The diagnostic efficiency of ADC values obtained by fitting with different b values were evaluated comprehensively according to ROC curve. In this study, the RESOLVE DWI images corresponding to ADC50,500 could clearly show the sacroiliac joints with good contrast, but the specificity to assess inflammation was decreased. Mostly due to the influence of microcirculation perfusion, ADC50,500 values were on the relatively high side, increasing the number of false positives. The RESOLVE DWI images corresponding to ADC50,700 were more accurate to assess inflammation, but the images were prone to deformation and artifact, and the image contrast decreased, resulting in inaccurate assessments of some inflammation and increasing the number of false negatives. Consequently, the sensitivity of ADC50,700 was inferior to ADC50,500. Meanwhile, it also explains the reason why the AUCs of ADC50,500 and ADC50,700 were similar. Furthermore, the AUC of ADC50, 500,700 was higher than those of ADC50,500 and ADC50,700. The results indicated that the diagnostic efficiency of ADC values obtained by multi-b value fitting were higher than those obtained by two b value fitting. We speculated that the background noise was effectively reduced in ADC50,500,700, and the higher image quality in ADC50,500,700 may preserve the higher ADC values in BME and prevented decreased ADC values from averaging with normal bone marrow.

Therefore, ADC50,500,700 values may be more reliable for diffusion quantification in BME than the values of ADC50,500 andADC50,700. As a consequence, the RESOLVE DWI images corresponding to ADC50,500,700 had relative higher sensitivity and specificity to assess inflammation, while taking into account the image quality.

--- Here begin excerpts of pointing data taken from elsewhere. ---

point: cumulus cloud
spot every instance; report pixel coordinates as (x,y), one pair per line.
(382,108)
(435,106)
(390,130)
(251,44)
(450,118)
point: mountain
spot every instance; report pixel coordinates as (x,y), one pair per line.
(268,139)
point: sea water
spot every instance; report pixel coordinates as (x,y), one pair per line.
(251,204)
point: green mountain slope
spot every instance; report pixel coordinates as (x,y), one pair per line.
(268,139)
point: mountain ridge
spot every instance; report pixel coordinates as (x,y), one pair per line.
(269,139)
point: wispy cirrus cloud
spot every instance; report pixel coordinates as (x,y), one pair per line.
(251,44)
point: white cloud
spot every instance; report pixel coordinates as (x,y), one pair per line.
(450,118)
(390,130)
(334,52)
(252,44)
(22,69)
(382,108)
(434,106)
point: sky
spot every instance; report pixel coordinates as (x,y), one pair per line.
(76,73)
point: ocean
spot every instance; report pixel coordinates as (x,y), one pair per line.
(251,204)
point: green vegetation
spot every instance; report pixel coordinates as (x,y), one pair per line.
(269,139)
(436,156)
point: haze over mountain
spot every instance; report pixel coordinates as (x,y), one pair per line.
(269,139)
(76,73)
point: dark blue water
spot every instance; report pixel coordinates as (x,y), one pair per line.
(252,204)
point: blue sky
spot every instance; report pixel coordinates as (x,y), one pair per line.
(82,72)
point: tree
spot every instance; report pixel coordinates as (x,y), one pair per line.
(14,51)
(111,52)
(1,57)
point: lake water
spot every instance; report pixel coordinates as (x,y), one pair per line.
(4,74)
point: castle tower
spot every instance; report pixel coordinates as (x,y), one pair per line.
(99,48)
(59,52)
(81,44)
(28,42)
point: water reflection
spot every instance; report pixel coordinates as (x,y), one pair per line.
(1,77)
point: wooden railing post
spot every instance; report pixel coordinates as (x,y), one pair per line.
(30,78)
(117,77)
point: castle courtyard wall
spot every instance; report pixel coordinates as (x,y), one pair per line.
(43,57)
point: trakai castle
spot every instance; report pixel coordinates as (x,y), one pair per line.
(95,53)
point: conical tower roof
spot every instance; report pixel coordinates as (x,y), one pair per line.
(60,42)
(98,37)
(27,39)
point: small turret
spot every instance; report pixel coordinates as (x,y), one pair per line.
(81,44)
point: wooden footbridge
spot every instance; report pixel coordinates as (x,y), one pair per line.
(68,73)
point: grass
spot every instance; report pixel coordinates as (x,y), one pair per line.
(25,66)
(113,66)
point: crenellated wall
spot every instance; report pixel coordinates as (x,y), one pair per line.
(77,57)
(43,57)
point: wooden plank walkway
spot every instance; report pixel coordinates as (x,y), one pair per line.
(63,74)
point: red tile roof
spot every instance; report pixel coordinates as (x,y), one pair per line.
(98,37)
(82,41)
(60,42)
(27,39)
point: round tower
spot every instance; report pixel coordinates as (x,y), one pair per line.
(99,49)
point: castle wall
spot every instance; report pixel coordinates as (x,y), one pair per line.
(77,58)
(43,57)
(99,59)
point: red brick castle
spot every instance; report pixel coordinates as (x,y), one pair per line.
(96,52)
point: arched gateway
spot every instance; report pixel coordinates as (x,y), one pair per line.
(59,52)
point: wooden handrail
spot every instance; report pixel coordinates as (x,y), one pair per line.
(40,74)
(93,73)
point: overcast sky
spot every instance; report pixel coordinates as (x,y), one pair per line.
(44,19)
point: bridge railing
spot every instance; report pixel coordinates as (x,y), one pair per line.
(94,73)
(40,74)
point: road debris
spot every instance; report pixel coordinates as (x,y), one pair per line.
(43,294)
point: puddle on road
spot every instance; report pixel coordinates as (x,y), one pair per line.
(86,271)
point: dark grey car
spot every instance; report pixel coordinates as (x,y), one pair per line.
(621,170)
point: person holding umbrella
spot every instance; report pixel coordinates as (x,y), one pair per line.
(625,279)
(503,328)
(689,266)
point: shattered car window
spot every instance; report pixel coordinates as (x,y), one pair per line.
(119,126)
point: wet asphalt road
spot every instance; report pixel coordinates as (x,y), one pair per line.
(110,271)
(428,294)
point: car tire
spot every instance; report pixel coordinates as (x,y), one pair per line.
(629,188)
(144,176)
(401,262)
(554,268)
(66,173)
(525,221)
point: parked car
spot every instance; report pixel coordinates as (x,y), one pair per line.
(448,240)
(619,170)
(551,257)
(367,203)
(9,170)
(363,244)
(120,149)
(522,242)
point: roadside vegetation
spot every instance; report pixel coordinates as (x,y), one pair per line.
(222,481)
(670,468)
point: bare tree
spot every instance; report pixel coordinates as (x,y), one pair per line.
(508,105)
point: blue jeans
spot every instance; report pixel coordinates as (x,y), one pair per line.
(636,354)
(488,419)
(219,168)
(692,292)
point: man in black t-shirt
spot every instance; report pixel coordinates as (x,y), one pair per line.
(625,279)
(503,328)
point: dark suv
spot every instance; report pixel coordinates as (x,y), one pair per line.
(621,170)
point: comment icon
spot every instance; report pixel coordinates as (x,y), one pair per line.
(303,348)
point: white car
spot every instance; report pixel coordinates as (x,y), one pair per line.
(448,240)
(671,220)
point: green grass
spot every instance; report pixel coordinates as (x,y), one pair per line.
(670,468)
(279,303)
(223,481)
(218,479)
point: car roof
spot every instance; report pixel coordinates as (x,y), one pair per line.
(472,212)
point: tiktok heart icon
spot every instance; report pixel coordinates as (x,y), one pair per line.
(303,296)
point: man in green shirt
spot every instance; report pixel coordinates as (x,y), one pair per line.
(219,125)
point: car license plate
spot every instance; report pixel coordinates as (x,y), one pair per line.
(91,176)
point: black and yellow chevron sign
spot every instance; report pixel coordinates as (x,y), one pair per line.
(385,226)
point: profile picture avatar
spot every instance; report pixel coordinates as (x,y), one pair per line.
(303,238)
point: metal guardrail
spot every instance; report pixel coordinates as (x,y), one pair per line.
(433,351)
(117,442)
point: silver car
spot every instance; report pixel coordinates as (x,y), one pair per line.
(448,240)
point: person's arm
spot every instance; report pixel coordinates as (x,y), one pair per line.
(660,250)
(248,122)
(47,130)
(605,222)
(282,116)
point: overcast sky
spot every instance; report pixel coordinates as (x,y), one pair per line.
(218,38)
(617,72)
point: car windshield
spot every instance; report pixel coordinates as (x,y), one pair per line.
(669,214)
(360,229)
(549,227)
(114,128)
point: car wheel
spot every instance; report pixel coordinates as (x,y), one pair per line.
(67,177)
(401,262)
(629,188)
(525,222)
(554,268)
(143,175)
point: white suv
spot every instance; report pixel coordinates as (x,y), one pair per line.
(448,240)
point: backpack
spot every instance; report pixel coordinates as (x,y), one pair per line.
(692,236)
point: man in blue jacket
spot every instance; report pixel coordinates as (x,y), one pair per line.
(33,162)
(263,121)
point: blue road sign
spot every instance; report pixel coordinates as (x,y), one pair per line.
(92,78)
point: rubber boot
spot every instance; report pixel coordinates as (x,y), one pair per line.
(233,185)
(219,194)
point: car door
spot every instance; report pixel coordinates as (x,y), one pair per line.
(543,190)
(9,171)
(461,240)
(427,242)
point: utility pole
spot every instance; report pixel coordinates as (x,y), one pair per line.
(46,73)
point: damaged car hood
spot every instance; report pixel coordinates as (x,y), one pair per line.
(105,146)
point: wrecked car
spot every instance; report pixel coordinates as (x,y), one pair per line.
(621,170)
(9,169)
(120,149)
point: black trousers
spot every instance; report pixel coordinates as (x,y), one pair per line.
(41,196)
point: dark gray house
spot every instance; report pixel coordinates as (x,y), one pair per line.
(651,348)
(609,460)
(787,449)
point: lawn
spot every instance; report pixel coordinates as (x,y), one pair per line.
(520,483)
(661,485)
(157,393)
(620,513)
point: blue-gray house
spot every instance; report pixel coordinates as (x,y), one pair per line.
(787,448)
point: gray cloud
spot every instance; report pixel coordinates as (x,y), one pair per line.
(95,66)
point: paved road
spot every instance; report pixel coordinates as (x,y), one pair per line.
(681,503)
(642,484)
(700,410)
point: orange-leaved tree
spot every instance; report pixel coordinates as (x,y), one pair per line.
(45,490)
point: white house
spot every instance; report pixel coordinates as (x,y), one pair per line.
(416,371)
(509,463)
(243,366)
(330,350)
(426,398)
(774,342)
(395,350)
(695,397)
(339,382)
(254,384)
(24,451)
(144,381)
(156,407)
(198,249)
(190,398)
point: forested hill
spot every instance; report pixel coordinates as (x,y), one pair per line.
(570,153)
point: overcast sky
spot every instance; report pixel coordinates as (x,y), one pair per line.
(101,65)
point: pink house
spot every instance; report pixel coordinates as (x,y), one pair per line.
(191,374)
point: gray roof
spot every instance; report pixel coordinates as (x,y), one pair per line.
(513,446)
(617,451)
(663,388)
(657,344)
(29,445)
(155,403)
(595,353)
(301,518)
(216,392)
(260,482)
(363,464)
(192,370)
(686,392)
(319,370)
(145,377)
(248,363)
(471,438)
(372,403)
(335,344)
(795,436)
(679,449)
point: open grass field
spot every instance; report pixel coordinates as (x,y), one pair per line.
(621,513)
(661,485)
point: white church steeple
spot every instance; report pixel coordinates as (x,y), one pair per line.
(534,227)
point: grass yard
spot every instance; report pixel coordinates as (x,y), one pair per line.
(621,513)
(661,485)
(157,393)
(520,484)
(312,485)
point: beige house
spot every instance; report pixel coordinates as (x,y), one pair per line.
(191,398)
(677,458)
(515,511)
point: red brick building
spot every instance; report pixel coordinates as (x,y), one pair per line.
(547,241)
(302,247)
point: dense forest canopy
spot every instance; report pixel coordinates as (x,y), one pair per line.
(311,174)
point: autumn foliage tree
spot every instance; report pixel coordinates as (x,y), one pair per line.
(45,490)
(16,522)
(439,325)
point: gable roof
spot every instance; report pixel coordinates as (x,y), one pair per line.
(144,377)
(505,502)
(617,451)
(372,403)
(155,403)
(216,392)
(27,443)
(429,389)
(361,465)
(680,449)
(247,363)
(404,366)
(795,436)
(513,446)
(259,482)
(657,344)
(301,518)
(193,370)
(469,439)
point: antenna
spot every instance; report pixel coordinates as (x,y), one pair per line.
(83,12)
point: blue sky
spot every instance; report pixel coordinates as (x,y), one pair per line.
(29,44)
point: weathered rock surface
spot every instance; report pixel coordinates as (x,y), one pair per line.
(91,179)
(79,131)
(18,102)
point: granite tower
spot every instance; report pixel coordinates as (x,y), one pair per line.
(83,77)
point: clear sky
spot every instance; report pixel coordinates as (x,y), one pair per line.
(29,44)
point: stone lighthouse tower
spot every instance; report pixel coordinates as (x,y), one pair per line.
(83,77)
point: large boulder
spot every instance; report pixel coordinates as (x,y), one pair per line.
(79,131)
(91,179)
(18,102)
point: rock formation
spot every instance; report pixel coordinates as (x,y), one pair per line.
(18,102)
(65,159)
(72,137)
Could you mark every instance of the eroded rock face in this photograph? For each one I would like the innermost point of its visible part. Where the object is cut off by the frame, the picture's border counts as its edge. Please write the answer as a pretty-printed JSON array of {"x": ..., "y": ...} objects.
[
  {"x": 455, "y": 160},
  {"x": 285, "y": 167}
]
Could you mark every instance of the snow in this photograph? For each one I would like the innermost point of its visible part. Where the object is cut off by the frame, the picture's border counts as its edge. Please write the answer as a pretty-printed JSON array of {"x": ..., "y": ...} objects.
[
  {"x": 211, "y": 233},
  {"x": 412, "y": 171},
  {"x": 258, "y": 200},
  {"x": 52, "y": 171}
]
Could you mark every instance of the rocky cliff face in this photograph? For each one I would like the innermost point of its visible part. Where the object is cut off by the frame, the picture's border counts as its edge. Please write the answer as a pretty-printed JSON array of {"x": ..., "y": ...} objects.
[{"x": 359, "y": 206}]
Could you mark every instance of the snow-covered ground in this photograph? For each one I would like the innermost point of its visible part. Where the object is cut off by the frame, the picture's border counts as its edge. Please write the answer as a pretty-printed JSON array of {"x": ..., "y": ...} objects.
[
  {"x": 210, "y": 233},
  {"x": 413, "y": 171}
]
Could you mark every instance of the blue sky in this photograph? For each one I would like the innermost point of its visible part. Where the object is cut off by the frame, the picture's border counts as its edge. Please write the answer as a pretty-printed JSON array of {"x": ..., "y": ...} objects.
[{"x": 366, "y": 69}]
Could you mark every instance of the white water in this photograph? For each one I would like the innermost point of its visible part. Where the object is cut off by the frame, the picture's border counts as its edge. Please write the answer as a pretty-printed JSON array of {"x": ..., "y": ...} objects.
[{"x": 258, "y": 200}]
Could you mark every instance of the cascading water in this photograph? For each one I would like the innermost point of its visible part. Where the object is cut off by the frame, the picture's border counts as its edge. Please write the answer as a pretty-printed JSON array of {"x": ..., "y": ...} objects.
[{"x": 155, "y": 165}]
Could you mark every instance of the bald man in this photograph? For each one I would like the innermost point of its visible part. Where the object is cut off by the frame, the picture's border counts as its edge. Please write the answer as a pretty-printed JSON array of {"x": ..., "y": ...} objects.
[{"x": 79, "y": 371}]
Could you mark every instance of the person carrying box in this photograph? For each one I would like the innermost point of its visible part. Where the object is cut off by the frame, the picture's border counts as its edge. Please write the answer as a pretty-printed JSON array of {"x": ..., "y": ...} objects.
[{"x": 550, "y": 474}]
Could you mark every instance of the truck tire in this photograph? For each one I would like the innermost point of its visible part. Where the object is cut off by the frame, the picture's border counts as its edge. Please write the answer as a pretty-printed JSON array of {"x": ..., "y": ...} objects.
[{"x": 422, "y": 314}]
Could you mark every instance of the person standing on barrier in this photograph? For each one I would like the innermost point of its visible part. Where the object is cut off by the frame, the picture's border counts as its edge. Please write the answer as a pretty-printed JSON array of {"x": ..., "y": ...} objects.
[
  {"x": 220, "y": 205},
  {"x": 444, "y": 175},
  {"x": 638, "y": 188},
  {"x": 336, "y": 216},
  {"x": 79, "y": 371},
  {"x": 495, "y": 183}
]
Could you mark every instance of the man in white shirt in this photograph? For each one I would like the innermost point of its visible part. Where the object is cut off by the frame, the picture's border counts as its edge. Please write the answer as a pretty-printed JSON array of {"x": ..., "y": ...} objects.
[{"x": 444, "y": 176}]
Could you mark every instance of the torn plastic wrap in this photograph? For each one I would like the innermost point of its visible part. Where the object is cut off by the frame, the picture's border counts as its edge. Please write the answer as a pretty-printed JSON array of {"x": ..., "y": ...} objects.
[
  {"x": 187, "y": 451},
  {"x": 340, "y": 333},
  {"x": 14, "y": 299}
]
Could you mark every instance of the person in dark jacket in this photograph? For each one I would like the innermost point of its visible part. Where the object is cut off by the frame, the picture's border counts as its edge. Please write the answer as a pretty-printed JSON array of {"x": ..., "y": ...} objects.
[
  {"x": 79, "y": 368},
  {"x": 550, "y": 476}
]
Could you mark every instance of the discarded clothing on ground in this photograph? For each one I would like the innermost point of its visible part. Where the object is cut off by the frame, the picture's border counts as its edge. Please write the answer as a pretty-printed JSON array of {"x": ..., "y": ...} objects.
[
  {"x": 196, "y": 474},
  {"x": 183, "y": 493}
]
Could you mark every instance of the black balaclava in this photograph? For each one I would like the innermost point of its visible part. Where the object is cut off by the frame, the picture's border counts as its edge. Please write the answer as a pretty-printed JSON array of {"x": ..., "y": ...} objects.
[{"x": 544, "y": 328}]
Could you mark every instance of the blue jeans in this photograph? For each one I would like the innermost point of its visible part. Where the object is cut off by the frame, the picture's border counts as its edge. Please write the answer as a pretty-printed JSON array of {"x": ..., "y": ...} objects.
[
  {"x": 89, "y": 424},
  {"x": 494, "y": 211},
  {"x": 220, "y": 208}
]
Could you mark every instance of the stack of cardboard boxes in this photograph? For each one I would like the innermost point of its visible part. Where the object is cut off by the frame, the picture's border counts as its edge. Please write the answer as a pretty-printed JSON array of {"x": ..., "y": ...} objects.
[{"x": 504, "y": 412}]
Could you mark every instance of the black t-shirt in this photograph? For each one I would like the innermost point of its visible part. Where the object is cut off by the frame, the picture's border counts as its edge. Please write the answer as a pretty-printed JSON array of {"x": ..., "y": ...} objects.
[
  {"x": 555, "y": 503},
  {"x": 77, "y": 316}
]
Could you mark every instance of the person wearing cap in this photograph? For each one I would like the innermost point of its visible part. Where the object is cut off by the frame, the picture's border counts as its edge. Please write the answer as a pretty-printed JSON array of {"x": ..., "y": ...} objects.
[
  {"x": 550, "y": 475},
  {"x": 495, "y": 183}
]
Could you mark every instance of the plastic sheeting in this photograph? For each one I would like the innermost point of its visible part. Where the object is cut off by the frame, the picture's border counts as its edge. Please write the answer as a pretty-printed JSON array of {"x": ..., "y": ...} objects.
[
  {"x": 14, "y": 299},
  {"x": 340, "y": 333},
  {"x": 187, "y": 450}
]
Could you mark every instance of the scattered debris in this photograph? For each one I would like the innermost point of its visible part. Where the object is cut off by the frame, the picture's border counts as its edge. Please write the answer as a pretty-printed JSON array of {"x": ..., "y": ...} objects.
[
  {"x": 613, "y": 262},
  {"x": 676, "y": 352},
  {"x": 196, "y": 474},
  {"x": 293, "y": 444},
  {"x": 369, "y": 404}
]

The results of the study manifested the detection of lesions depended not only on ADC values close to the real dispersion, correlated with the highest b value, but also on the clear anatomical structure, correlated with the low b value and the number of b values. ADC50, 500,700 is superior to ADC50, 500 and ADC50,700 in terms of overall image quality and diagnostic confidence, which can further improve the diagnosis of disease activity and help to optimize image quality.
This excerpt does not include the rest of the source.